The essential malaria drug artemisinin acts like a “ticking time bomb” in parasite cells—but in the half a century since the drug was introduced, malaria-causing parasites have slowly grown less and less susceptible to the treatment, threatening attempts at global control over the disease.

In a paper published September 23 in Nature Communications, Whitehead Institute Member Sebastian Lourido and colleagues use genome screening techniques in the related parasite Toxoplasma gondii (T. gondii) to identify genes that affect the parasites’ susceptibility to artemisinin. Two genes stood out in the screen: one that makes the drug more lethal, and another that helps the parasite survive the treatment…

Test, Treat, and Track: Strengthening Malaria Response Capabilities in Sierra Leone

A public-private partnership in Sierra Leone aimed to build capacity for testing, treating, and tracking malaria. The post notes the “public-private partnership in Sierra Leone was a collaboration between USAID’s Human Resources for Health in 2030 (HRH2030) program; the U.S. President’s Malaria Initiative (PMI), the Global Fund to Fight AIDS, Tuberculosis and Malaria; the Pharmacy Consultancy of Sierra Leone; and the Sierra Leone National Malaria Control Program”.

NMCP partnered with pharmacies to strengthen their malaria case management capabilities. Anitta and her colleague Brenda Stafford, a trained pharmacist and Procurement and Supply Management officer, led the initiative, going pharmacy-to-pharmacy to train staff on the NMCP’s “Three T” approach: Test, Treat, and Track.

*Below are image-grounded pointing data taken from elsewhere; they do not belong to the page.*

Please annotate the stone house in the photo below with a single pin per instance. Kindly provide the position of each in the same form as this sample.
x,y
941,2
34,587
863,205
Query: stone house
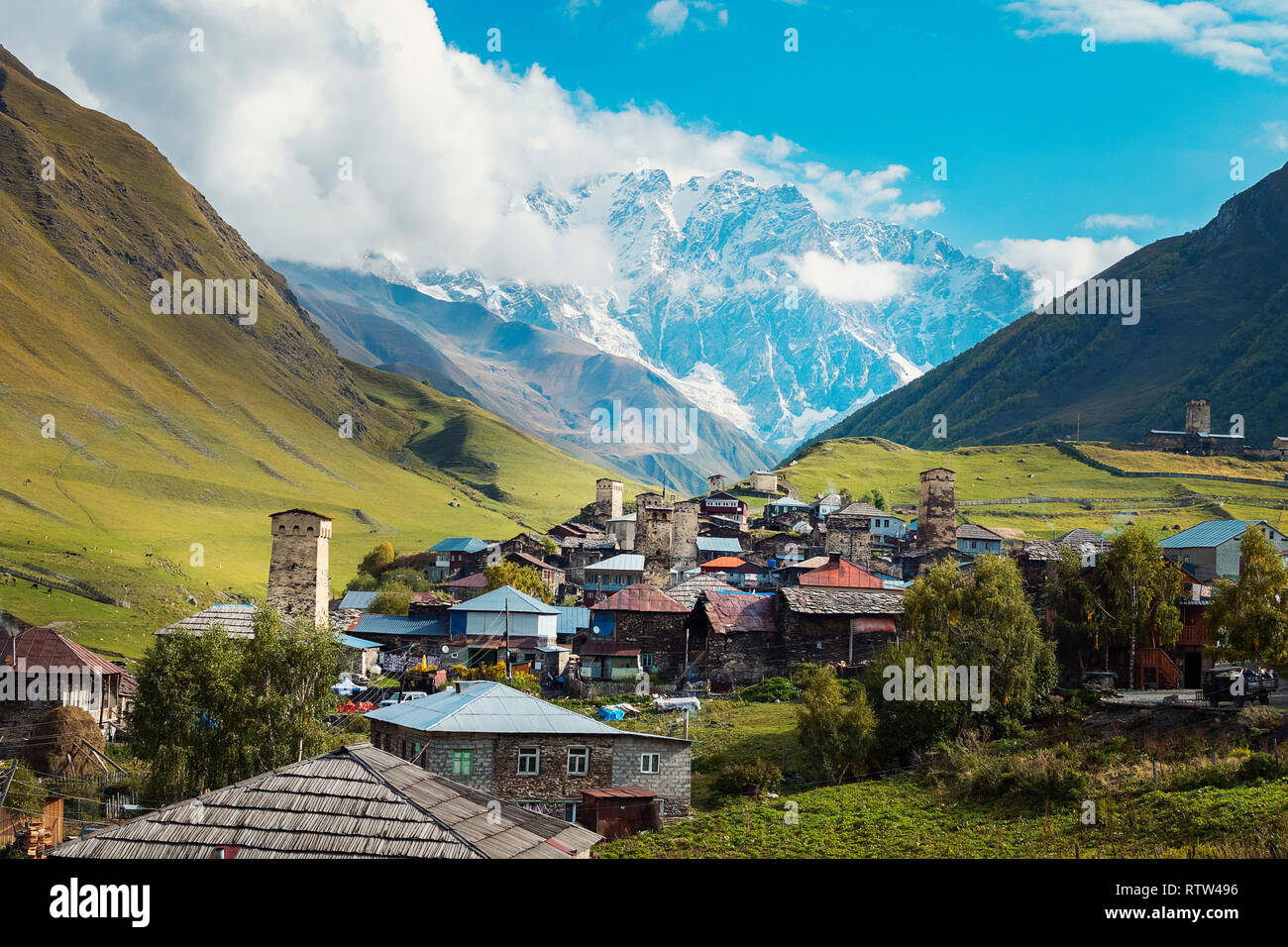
x,y
524,750
644,617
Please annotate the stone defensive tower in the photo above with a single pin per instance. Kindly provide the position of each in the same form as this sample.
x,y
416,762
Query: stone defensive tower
x,y
299,569
608,499
684,535
1198,416
936,513
655,528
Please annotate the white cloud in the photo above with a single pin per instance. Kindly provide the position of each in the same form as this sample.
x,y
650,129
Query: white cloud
x,y
1067,262
1274,134
1119,222
668,16
846,281
443,146
1228,33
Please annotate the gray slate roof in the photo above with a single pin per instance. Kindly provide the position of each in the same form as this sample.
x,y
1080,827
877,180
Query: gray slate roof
x,y
236,620
356,801
492,707
822,600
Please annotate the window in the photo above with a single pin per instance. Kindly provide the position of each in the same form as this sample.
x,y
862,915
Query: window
x,y
529,761
579,761
463,763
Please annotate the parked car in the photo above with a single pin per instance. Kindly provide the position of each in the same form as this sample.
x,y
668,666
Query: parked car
x,y
1237,684
1100,681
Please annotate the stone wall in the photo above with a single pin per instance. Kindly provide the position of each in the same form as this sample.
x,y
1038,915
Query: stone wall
x,y
614,762
936,513
299,579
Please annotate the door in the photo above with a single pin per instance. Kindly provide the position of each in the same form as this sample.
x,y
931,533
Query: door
x,y
1193,671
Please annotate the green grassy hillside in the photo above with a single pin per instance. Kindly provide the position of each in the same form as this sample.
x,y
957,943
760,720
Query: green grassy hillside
x,y
132,437
1041,471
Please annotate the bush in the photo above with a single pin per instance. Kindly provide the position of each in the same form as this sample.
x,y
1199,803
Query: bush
x,y
1261,766
752,779
772,690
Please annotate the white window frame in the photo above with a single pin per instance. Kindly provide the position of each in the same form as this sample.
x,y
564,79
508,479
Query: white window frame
x,y
579,753
532,753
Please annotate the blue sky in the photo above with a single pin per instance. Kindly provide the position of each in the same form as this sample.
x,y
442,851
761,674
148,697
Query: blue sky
x,y
1059,159
1038,134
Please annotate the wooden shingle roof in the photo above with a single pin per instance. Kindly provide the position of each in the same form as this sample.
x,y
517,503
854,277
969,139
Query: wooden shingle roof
x,y
356,801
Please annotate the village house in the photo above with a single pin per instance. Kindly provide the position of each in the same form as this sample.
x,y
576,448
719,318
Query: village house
x,y
459,556
648,618
40,669
724,504
1211,551
716,547
528,751
610,577
977,540
356,801
552,575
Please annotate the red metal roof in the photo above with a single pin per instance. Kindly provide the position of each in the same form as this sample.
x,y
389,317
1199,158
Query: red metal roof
x,y
724,562
47,648
608,650
639,598
841,575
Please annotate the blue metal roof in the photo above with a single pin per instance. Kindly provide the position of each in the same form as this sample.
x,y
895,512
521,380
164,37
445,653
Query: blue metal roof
x,y
572,618
400,625
361,643
492,707
359,599
459,544
497,599
1210,534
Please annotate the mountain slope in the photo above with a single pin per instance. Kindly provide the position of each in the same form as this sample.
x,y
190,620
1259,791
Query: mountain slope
x,y
541,380
751,303
143,453
1214,324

To address the first T, private pharmacies were given free malaria rapid diagnostic tests. According to 2016 data, only half of children under-five with fever received appropriate malaria testing. For the second T, the pharmacists were trained on malaria prevention, treating patients with uncomplicated malaria, and referring patients with severe malaria to health facilities. As for the last T, tracking malaria test results is key in forecasting the spread of disease. NMCP provided pharmacies with two forms that track results: a registry form to track patient information and a summary form which aggregates that into monthly data reports

Miasma War over cause of malaria was heated

Nicole Layton of the Chowan Herald reported that in the 1850s, two North Carolina doctors had a heated and protracted battle over the cause of malaria in the state. This Miasma War is so famous. So what the heck is Miasma? Those fans of Charles Dickens can tell you that at one point miasmas were thought to be the main vector for disease transmission.

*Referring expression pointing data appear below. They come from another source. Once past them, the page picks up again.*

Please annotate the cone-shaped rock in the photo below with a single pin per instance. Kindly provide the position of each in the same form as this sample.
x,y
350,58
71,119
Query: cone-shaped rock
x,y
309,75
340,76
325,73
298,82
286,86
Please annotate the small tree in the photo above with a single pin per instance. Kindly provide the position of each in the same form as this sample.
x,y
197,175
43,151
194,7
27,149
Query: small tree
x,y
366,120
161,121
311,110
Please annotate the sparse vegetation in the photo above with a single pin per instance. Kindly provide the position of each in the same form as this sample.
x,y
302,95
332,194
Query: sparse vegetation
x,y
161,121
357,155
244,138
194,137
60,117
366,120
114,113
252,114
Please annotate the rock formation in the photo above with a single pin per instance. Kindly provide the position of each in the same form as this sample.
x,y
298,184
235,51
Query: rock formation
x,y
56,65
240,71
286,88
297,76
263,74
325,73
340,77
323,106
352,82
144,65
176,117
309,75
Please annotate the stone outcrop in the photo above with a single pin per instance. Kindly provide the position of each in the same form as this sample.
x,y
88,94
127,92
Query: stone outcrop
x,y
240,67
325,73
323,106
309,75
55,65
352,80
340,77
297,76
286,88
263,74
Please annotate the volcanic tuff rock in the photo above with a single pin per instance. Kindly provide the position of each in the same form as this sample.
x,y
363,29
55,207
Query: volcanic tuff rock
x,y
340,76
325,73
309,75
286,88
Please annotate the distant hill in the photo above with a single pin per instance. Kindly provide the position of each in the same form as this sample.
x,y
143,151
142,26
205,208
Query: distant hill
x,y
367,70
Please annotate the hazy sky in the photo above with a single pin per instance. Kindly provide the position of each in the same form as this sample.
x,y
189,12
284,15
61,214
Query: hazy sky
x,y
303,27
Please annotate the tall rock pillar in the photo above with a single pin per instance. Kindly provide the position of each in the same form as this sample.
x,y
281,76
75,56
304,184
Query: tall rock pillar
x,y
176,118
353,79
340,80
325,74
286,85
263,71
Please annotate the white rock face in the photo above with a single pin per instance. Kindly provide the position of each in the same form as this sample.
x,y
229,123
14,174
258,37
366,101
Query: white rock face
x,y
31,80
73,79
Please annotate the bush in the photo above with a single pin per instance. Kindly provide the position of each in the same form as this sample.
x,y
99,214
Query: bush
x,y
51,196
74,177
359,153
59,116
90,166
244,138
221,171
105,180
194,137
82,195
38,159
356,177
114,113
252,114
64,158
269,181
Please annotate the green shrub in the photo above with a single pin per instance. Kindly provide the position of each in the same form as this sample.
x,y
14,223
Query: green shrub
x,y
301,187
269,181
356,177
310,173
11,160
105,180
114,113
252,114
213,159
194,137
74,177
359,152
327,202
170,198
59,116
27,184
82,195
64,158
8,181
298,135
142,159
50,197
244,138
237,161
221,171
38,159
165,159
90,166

During Dickens’ time in London the air was very foul and rather visible because of wood and coal and it smelled bad due to the lack of indoor plumbing. It was thought that this foul air was the cause of disease. Because our part of North Carolina had a lot of rotting vegetation and swamps there was certainly foul air about and very noticeable illness. So the general thought was that malaria was a result of this bad air.

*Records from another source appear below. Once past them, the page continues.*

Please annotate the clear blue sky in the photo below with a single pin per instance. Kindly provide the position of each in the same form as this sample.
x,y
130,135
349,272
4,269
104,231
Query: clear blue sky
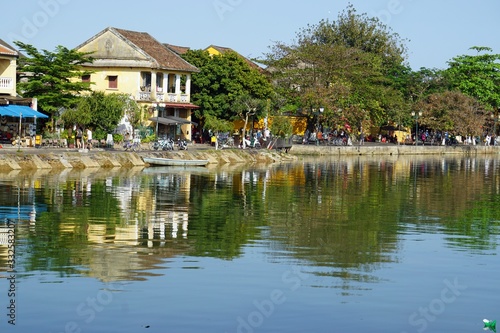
x,y
437,30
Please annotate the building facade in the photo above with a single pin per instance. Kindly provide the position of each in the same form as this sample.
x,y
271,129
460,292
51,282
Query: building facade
x,y
8,64
157,78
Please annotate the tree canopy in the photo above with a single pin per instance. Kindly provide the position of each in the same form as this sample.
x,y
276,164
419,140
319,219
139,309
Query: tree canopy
x,y
52,77
101,111
221,80
342,66
477,76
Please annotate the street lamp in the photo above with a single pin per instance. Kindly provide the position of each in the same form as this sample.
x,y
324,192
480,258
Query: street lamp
x,y
320,111
158,107
495,120
416,115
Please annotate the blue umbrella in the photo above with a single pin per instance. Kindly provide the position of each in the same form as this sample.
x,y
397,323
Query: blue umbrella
x,y
6,111
25,112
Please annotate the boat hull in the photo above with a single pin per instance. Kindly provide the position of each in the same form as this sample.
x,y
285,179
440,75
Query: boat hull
x,y
153,161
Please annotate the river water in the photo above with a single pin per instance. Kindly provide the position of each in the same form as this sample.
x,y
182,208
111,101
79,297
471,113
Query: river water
x,y
328,245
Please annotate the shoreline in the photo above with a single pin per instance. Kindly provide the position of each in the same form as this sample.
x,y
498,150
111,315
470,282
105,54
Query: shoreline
x,y
13,158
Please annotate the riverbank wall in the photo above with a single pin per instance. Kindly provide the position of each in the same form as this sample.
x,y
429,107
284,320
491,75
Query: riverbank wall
x,y
392,150
58,158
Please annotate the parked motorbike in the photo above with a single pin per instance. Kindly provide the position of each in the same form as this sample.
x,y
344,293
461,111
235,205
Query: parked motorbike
x,y
181,144
163,144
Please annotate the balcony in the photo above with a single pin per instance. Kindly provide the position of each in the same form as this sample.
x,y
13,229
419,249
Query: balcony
x,y
143,96
162,97
6,83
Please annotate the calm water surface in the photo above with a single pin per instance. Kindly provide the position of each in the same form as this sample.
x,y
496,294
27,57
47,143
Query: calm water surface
x,y
331,245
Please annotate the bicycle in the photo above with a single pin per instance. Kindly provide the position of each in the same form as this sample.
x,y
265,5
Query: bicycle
x,y
134,146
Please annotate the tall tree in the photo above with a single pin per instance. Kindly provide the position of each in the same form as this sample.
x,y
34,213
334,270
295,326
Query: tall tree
x,y
221,79
246,106
342,66
452,111
477,76
52,77
101,111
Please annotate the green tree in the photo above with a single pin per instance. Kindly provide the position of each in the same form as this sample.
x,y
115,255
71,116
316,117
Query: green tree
x,y
342,66
217,125
281,126
452,111
245,106
477,76
52,77
222,78
101,111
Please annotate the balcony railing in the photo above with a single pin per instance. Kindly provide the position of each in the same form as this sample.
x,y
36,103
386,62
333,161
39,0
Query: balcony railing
x,y
143,96
6,83
162,97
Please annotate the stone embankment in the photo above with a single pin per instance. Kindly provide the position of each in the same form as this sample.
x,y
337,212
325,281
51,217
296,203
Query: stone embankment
x,y
58,158
380,149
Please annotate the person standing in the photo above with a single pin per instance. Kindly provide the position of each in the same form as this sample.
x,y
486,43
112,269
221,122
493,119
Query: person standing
x,y
79,134
89,138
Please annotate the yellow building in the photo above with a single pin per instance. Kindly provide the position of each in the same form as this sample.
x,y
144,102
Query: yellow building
x,y
153,75
215,50
8,64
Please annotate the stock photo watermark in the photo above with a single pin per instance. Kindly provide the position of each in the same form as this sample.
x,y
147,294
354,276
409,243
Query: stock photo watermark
x,y
11,271
394,7
222,7
32,24
421,318
265,308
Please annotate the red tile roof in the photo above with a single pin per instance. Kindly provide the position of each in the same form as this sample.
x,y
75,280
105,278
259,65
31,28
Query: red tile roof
x,y
178,49
6,49
164,57
223,50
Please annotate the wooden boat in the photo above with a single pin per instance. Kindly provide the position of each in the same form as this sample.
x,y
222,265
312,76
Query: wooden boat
x,y
173,162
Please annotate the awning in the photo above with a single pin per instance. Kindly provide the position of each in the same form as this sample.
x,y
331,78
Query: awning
x,y
181,105
170,120
5,111
20,111
182,120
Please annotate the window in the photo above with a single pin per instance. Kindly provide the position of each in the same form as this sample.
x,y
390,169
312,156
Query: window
x,y
146,81
159,82
113,82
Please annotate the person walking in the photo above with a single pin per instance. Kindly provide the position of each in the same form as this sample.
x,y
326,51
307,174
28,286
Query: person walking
x,y
79,134
89,138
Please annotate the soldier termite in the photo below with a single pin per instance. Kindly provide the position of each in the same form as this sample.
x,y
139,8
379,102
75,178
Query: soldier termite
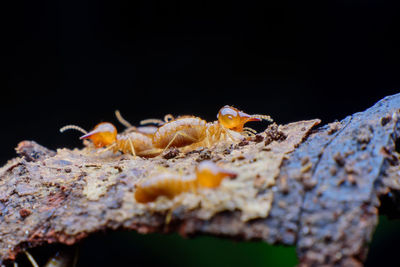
x,y
186,131
208,175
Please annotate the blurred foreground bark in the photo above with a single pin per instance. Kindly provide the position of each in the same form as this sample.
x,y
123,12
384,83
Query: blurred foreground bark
x,y
316,188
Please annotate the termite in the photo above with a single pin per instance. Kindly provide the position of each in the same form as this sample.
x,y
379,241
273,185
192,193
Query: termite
x,y
208,175
105,135
185,131
194,132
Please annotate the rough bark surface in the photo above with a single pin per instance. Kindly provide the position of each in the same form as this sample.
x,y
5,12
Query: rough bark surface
x,y
317,188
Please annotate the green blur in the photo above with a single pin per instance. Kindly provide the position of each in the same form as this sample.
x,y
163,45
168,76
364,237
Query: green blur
x,y
132,249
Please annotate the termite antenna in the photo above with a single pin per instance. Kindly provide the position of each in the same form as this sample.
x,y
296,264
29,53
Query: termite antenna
x,y
151,121
121,120
263,117
73,127
168,118
31,259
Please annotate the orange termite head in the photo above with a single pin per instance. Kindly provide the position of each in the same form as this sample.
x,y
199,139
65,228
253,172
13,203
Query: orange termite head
x,y
104,134
210,175
234,119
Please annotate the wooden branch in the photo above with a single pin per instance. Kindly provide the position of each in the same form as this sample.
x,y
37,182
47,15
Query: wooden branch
x,y
318,189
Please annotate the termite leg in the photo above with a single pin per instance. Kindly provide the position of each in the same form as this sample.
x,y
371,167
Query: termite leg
x,y
106,149
73,127
249,130
31,259
263,117
168,118
152,121
121,119
175,136
132,147
229,134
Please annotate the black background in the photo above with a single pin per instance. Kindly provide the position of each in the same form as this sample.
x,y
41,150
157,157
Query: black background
x,y
77,61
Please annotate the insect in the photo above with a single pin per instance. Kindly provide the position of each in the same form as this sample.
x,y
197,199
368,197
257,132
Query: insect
x,y
192,132
208,175
105,135
186,131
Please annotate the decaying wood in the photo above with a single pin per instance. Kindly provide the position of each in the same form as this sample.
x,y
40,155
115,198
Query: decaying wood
x,y
317,188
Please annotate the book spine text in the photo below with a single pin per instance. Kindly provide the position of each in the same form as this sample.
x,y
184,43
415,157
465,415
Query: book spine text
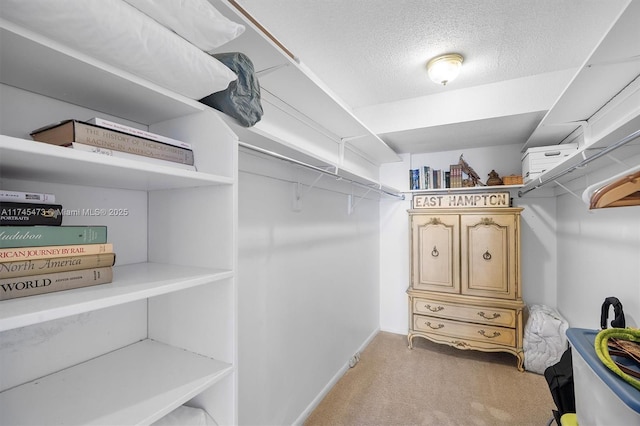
x,y
12,213
11,288
138,132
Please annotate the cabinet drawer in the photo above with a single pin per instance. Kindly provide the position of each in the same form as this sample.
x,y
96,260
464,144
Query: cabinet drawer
x,y
462,330
478,314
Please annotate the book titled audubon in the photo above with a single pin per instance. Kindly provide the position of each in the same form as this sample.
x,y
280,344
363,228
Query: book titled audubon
x,y
66,132
38,236
13,213
11,288
44,252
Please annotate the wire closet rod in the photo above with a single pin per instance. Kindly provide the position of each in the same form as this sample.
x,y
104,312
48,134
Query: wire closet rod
x,y
335,174
584,162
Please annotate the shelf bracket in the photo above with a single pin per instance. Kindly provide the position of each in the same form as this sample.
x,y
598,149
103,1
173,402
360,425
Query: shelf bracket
x,y
568,190
351,205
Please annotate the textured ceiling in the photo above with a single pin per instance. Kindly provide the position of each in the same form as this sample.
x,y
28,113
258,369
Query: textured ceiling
x,y
372,54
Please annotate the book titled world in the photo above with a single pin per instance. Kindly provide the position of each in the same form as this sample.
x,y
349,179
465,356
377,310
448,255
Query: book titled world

Escuintla, Guatemala: Clinton Health Access Initiative (CHAI)

CHAI’s Guatemala Malaria Team is supporting the Ministry of Health’s National Malaria Program by providing technical assistance and supporting programmatic planning, execution, monitoring and evaluation of effective interventions in the department of Escuintla in southern Guatemala. Over the past five years, CHAI has engaged in the country and helped them make meaningful steps towards orienting their national strategic plans and systems towards the historical goal of malaria elimination.

CHAI’s Guatemala team works in close coordination with the Ministry of Health and other international partners to design, plan, execute and evaluate the impact of the country´s elimination-focused interventions in Escuintla.

Ghana: Malaria deaths in children under five reduce

Ghana has recorded a reduction in malaria deaths in children under five by 83 per cent over the last eight years, the National Malaria Control Programme (NMCP) has said. The rate of malaria-related deaths reduced from 0.6 per cent in 2012 to 0.1 per cent in 2019, showing significant inroads in malaria-related deaths among children. Malaria-related deaths of all ages also reduced by 2,799 in 2012 to 333 by end of 2019, representing an 88 per cent reduction.